The SaaS providers behind the platforms used by enterprise architects – those in an organization typically responsible for designing and planning enterprise analysis to execute overall business strategies – aren’t ignorant of the ways that an explosion of telemetry data across organizations end-to-end makes feasible what was once theory. As these platforms expand the art of the possible when it comes to integrating architecture with process mining and business performance, they’ll come to the attention of more organizations – particularly those that place emphasis on being customer-centric.

Scoping out use cases 

Despite the high prioritization placed on customer experience by organizations, it’s often the case that existing customer data isn’t mapped to the design of customer journeys. This risks flying blind when rolling out customer-facing applications and services. The data pulled into a DTO, through the prism of process mining, could serve as a great revealing light for individual customer touchpoints.

Customer journey analysis is a great example. Data from customer touchpoints – which is more readily available through the integration of AI into customer interactions – could be feasibly fed into a DTO to grant visibility of customer-facing operations in real time. This would help transformation leads or even practitioners see where friction and negative customer experiences occur and remedy this by working with relevant customer channel leads. This has the potential to yield high-value insight to inform the overall change backlog.

Another example is the analysis of revenue drivers. Equipped with a DTO, businesses will be able to pivot from retrospective and time-consuming data collection methods to real-time analysis and insight generation. This has the potential to shed light on variables like buying behavior and demand signals that have been opaque to date.

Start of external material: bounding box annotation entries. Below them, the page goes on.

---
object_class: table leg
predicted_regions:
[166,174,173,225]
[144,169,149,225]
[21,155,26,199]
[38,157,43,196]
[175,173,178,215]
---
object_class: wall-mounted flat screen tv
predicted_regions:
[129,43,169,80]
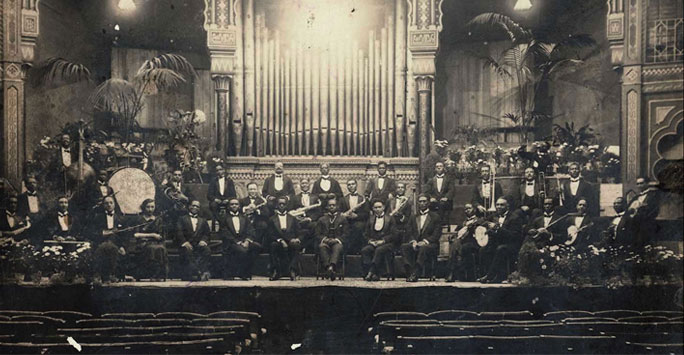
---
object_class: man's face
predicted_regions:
[378,164,387,176]
[228,198,240,212]
[373,202,385,216]
[397,183,406,196]
[435,163,444,175]
[577,200,587,214]
[275,163,285,175]
[57,197,69,212]
[496,199,508,214]
[247,184,259,197]
[102,197,114,212]
[328,200,337,213]
[418,196,429,211]
[188,201,200,214]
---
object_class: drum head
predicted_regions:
[109,168,155,214]
[475,226,489,247]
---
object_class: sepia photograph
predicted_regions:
[0,0,684,355]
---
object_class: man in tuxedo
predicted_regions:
[176,200,211,281]
[478,197,524,283]
[88,196,128,282]
[311,163,342,207]
[316,197,349,281]
[290,178,320,251]
[43,196,81,241]
[423,161,454,223]
[269,196,302,281]
[219,198,261,280]
[401,194,442,282]
[470,164,503,213]
[361,199,401,281]
[561,162,599,216]
[365,161,397,207]
[338,179,370,254]
[207,164,237,219]
[261,161,294,204]
[446,203,485,282]
[240,181,273,245]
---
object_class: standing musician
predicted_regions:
[365,161,397,207]
[88,196,127,282]
[219,198,261,280]
[312,163,342,202]
[261,161,294,205]
[470,164,503,213]
[269,196,302,281]
[478,197,524,283]
[130,198,169,281]
[446,203,485,282]
[43,196,81,241]
[401,194,442,282]
[361,199,401,281]
[423,161,454,223]
[240,181,273,245]
[290,178,320,251]
[560,162,599,216]
[207,164,237,219]
[316,197,349,281]
[338,179,370,254]
[176,200,211,281]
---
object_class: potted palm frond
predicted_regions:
[467,12,596,144]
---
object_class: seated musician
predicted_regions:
[316,197,349,281]
[219,198,261,280]
[88,196,126,282]
[470,164,503,213]
[261,161,294,206]
[269,196,302,281]
[130,198,169,280]
[365,161,397,207]
[361,199,401,281]
[43,196,81,241]
[240,181,273,245]
[565,198,597,248]
[176,200,211,281]
[289,178,322,252]
[401,194,442,282]
[207,164,237,219]
[423,161,454,223]
[338,179,370,254]
[311,163,342,207]
[446,203,485,282]
[478,197,524,283]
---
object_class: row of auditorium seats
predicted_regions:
[370,310,684,354]
[0,310,265,354]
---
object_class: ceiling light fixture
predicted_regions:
[512,0,532,11]
[118,0,135,11]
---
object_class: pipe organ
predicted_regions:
[248,12,408,157]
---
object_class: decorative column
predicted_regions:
[0,0,39,187]
[407,0,442,186]
[204,0,242,154]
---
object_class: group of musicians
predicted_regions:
[0,162,658,283]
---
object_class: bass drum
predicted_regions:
[109,168,156,214]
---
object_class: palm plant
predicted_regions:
[467,12,596,143]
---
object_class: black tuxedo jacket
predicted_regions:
[270,213,300,242]
[408,211,442,244]
[175,214,210,246]
[261,175,294,198]
[207,176,237,203]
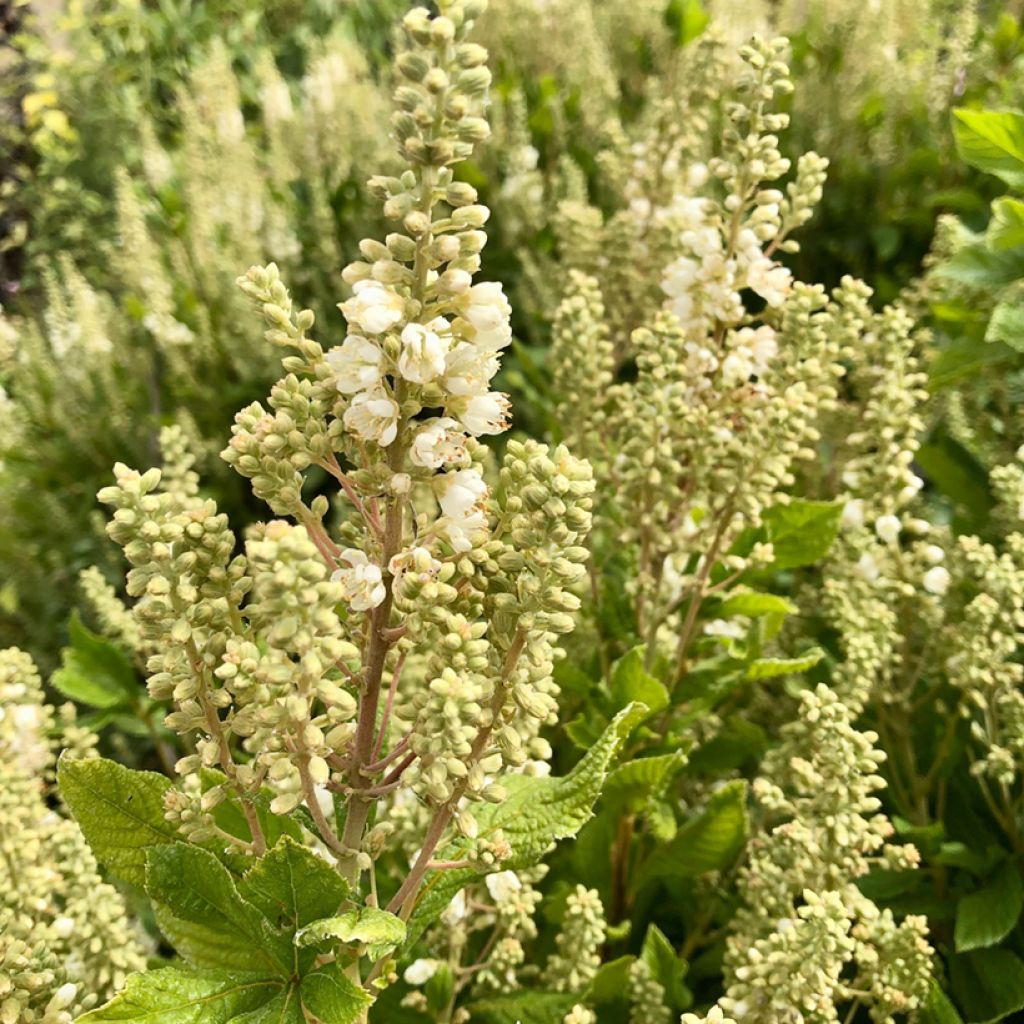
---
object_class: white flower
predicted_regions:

DTOs hold the potential to elevate data-driven decision-making to new levels of sophistication, but they also have great potential for longer-term business planning and scenario modeling. That’s because a digital twin is intended to look and act like the organization but is, of course, separate. The DTO allows end users to simulate a new product launch or user experience changes and test those updates before they’re rolled out. The scope for limiting the risk of customer backlash following such changes is powerful. 

This is, of course, gazing into the future. For the average organization, gaps in the data required to extract full flows of sophisticated processes will persist. As already covered, however, addressing these gaps is becoming increasingly feasible and enterprise-grade platforms are moving towards the integration of telemetry and event analysis with analysis from other sources to act as powerful DTOs that yield strategic insight of the highest value. That’s the promise of DTO.

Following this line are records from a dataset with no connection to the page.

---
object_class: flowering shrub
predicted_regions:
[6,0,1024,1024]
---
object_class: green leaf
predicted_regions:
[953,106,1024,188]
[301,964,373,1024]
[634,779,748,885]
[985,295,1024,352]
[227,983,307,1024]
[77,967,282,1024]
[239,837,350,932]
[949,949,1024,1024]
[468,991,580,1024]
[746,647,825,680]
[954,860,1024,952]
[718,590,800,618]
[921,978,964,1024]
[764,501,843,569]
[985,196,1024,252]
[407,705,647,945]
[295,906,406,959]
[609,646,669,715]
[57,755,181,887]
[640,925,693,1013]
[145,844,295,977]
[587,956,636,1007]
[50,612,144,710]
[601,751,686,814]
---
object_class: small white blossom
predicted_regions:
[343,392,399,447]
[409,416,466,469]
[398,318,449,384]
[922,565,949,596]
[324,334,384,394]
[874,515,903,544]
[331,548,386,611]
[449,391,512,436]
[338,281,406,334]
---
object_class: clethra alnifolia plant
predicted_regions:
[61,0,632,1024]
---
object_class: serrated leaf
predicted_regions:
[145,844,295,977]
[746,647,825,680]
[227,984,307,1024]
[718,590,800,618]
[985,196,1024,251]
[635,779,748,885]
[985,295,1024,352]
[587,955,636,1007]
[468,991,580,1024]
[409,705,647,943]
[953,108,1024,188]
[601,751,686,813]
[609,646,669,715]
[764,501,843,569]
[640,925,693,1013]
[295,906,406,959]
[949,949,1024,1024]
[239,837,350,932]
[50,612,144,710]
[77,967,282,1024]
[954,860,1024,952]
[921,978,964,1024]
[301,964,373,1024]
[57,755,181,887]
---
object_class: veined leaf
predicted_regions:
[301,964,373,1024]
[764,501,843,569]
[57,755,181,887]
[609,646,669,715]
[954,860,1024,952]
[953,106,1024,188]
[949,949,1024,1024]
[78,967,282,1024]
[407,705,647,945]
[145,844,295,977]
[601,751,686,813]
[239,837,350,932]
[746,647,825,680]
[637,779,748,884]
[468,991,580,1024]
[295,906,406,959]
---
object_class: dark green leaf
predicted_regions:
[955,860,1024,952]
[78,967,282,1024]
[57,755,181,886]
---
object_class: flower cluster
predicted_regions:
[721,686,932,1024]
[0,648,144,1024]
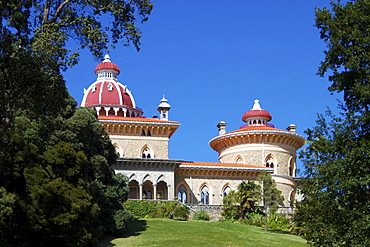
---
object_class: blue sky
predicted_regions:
[65,0,341,175]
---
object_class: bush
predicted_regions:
[124,201,156,218]
[193,211,209,221]
[269,214,291,231]
[124,200,182,218]
[173,205,189,220]
[243,213,291,231]
[114,209,134,231]
[243,213,266,227]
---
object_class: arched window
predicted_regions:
[200,186,209,204]
[177,185,187,203]
[235,156,244,164]
[265,154,275,168]
[141,147,152,159]
[289,158,296,177]
[222,186,231,197]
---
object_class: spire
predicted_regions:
[252,99,262,110]
[157,95,171,121]
[103,54,110,63]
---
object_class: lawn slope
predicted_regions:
[96,219,308,247]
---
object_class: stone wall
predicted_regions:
[110,135,168,159]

Enterprise architects emerge as agents of customer-facing change

Enterprise Architects are set to have a major stake in building and advocating for DTOs. This opens up exciting new opportunities for EAs to work more closely with customer experience leads to drive mutual success. Together, they can troubleshoot, harness and drive the collection of data to be fed into the DTO to make a range of customer experience improvements. 

Business leaders who can see this vision are in a position to advocate for their organization to make a head start by organizing data as much as possible today. An approach to enterprise architecture that’s compatible with data from as broad a range of enterprise applications and services as possible will help facilitate such an exercise that puts organizations on the path toward a DTO.

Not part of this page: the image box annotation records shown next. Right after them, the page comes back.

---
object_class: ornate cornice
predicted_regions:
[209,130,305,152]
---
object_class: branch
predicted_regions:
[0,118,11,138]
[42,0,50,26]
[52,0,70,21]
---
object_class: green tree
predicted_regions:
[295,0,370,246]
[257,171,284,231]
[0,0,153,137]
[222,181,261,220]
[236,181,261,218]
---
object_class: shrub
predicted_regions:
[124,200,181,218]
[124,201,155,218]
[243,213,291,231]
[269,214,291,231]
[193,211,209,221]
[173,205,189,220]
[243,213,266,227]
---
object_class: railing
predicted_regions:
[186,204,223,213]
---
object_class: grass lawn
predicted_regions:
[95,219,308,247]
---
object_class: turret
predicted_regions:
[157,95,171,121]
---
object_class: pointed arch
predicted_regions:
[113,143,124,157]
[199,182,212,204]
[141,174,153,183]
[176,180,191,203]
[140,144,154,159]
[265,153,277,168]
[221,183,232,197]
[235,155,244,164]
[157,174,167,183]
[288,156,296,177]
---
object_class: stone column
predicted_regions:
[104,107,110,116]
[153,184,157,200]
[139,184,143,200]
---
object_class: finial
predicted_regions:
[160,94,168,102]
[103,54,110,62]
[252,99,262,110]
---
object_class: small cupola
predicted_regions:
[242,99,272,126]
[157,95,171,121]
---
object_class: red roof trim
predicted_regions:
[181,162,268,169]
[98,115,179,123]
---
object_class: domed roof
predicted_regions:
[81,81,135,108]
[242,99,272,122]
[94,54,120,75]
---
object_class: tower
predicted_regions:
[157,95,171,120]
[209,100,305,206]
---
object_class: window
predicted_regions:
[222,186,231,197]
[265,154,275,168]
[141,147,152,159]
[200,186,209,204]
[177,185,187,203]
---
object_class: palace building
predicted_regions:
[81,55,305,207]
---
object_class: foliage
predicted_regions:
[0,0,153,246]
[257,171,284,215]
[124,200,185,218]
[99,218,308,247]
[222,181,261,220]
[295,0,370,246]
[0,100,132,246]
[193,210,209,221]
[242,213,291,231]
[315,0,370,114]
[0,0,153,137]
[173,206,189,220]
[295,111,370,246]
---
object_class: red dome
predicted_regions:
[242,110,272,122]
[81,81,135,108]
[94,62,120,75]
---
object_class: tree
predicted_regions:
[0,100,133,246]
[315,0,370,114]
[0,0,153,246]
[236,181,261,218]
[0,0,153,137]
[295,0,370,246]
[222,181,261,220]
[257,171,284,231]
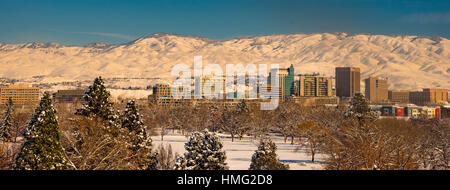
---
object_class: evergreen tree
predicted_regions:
[122,100,156,169]
[249,139,289,170]
[0,98,14,141]
[175,129,228,170]
[15,92,69,170]
[77,77,120,127]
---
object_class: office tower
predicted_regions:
[53,90,84,103]
[295,75,332,97]
[409,88,448,105]
[364,77,388,103]
[0,84,39,105]
[336,67,361,98]
[388,90,409,104]
[268,65,295,100]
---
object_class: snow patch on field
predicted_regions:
[152,133,325,170]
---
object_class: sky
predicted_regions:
[0,0,450,45]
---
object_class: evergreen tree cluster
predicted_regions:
[15,92,69,170]
[77,77,120,127]
[0,98,14,141]
[249,139,289,170]
[175,129,228,170]
[122,100,153,169]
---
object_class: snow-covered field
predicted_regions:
[152,133,324,170]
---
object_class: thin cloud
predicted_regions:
[401,12,450,24]
[75,32,136,40]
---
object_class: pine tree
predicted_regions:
[122,100,156,169]
[249,140,289,170]
[0,98,14,141]
[175,129,228,170]
[15,92,69,170]
[77,77,120,127]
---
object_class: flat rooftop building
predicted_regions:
[364,77,388,103]
[0,84,39,105]
[335,67,361,98]
[53,90,85,103]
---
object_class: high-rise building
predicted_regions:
[335,67,361,98]
[388,90,409,104]
[364,77,388,103]
[201,76,227,99]
[409,88,448,105]
[53,90,84,103]
[148,84,189,106]
[295,75,333,97]
[268,65,295,100]
[0,84,39,105]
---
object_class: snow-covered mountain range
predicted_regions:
[0,33,450,90]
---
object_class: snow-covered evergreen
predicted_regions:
[345,93,378,122]
[175,129,229,170]
[122,100,155,169]
[249,139,289,170]
[0,98,14,141]
[78,77,120,127]
[15,92,69,170]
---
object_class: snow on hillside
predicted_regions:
[152,133,324,170]
[0,33,450,98]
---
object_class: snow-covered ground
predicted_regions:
[152,133,324,170]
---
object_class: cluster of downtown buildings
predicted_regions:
[149,65,450,118]
[0,65,450,117]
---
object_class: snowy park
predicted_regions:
[152,132,324,170]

A missing piece of the puzzle for DTOs to become mainstream is making sense of the masses of telemetry data that a DTO would pull in. This requires embedded AI to sift through the noise to serve insights and recommendations. But breakthroughs in AI and machine learning no longer render such technology integration far-off or abstract. DTOs haven’t hit the mainstream but the barriers to their realization are falling away fast and they no longer exist in the purely theoretical realm. Progressive organizations that want to change how they change should hit the ground running building and learning towards the DTO future.